Consequently, an emerging strategy that involves the synergistic utilization of scaling and root planning (SRP) with the integration of local drug delivery systems (LDDSs) or sustained-release drug delivery techniques (67). Notably, research has demonstrated that patients receiving adjunctive treatment of scaling and root planning utilizing minocycline hydrochloride microspheres displayed a notable reduction in both counts of periodontal pathogens and levels of periodontal attachment loss, surpassing the outcomes observed in the control group (68). Nanocarriers offer advantages in enhancing drug solubility and dissolution rate, improving oral bioavailability, and reducing side effects and dosing frequency (69), and they may have a potential role in improving cognitive function in AD (70). The research findings by Kashi et al. indicate that the use of nanocarriers to load minocycline can reduce the minimum inhibitory concentration (MIC) and minimum bactericidal concentration (MBC) by half, compared to using minocycline alone, thereby reducing the required drug dosage (71). Animal studies have demonstrated that minocycline loaded into polymer nanoparticles can alleviate neuroinflammation in mice with spinal cord injury (72). Combining local drug delivery systems and nanocarrier technologies to use antibiotics for treating AD symptoms may be a potentially effective therapeutic approach. The application of these new technologies holds the potential to enhance treatment efficacy and minimize the side effects and resistance issues associated with antibiotics. Nevertheless, more scientific evidence is needed to support this perspective.
3.2.3 Probiotics
Probiotics, as defined by the World Health Organization (2012), pertain to “viable microorganisms that, when administered in appropriate quantities, confer health benefits to the host” (73). Notably, in 2012, Sugano introduced the concept of “biofilm control,” which encompasses the utilization of probiotics and vaccines to eradicate pathogenic bacteria (74). As a result, probiotic adjunctive therapy has emerged as a prospective method to prevent or treat intestinal dysbiosis and optimize the therapeutic effects of AD medication by modulating the gut-brain axis (75, 76).

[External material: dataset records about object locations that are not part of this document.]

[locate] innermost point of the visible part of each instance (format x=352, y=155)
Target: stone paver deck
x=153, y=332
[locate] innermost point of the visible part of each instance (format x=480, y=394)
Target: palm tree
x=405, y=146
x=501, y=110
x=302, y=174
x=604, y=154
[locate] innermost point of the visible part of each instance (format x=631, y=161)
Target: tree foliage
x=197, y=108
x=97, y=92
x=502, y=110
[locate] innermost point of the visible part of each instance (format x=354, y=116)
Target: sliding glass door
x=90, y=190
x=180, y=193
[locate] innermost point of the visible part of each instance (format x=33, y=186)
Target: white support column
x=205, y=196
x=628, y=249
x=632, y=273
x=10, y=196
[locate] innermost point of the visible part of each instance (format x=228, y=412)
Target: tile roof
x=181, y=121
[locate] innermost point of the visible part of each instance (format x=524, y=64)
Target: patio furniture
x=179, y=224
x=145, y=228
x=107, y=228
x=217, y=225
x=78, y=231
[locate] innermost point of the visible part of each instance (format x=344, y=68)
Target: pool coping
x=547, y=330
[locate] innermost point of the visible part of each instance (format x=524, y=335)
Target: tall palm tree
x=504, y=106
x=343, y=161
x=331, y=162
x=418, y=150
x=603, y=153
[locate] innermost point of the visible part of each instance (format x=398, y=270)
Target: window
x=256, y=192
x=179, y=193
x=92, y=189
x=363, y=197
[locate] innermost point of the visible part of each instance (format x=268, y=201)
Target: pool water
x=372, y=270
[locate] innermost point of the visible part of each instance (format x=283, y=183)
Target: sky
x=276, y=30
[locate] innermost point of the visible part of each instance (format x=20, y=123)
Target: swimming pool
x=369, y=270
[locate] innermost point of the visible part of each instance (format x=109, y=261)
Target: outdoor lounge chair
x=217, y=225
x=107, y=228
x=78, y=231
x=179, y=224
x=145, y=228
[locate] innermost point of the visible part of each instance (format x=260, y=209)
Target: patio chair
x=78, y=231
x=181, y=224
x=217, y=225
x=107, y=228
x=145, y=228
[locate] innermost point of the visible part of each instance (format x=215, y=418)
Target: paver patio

Of note, these probiotic species are also important members of the oral-gut-brain axis, playing critical roles in the intricate ecosystem of human microbiota. The Lactobacillaceae and Bifidobacteriaceae families have gained prominence as extensively investigated probiotic species within the realms of dentistry and medicine. These microbial families assume critical roles as integral constituents of the human oral, gastrointestinal, and urogenital microbiota (77). Additionally, select strains of Lactobacillus and Bifidobacterium have exhibited the ability to modulate brain function through epigenetic regulatory mechanisms (78), which could potentially lead to the attenuation of inflammatory processes. Particularly noteworthy is the Lactobacillus casei strain ML2018, which has demonstrated the potential to counteract the pro-inflammatory effects of lipopolysaccharides and mitigate the release of cytotoxic molecules, including nitric oxide (79). Intriguingly, animal models have revealed that oral probiotic administration might have the potential to restore glucose homeostasis in mouse models of AD by potentially exerting influences upon the intricate ecosystem of the gut microbiota (80) and potentially modulate the microbiota-gut-brain axis and improve memory (81). Clinical trials have demonstrated that supplementation with probiotics can promote psychological flexibility and reduce stress in healthy older adults by modulating the gut microbiota, and may improve cognitive function and mood (82).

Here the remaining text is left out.